Camide Zengin Bir Adamla Bir Derviş Yan Yana Namaz Kılıyorlardı
Camide Zengin Bir Adamla Bir Derviş Yan Yana Namaz Kılıyorlardı
Camide zengin bir adamla bir derviş
yan yana namaz kılıyorlardı.
Birbirlerine olan yakınlıklarından
dolayı ne okuduklarını ve ne dua ettiklerini duyuyorlardı. Derviş namazdan
sonra ellerini açtı:
“– Ya Rabbi! Karnım çok aç beni şu
yemek ve şu tatlılarla rızıklandır,” diye dua etti.
Dervişin duasını duyan zengin adam,
içinden şöyle geçirdi:
“– Bana duyurmak için sesli dua
ediyor. Böyle yapmaktansa doğrudan gelip para isteseydi verirdim. Şimdi ona bir
şey vermem.”
Zengin adam böyle düşünürken derviş
caminin bir kenarına çekilmiş ve uykuya dalmıştı. Az sonra camiye elinde
tepsiyle bir adam geldi.
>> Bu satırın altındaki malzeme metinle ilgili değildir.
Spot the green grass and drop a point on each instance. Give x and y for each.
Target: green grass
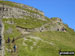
(27, 23)
(53, 40)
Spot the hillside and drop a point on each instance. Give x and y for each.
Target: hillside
(34, 33)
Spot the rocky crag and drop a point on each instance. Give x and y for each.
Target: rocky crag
(34, 33)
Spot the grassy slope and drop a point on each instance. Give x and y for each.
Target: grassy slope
(17, 6)
(52, 42)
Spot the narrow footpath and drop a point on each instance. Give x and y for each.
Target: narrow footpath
(2, 37)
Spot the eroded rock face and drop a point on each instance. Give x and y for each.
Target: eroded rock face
(13, 12)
Doğruca, uyuyan dervişin yanına giderek dervişi
uyandırdı ve elindeki tepsiyi derviş verdi.
Derviş tepsinin üzerini açtı. Zengin adam geriden bu hadiseyi takip
ediyordu. Tepside dervişin az önce duada istediği yiyecekler vardı. Derviş
yemekleri yedikten sonra tepsinin üzerini örterek adama geri verdi.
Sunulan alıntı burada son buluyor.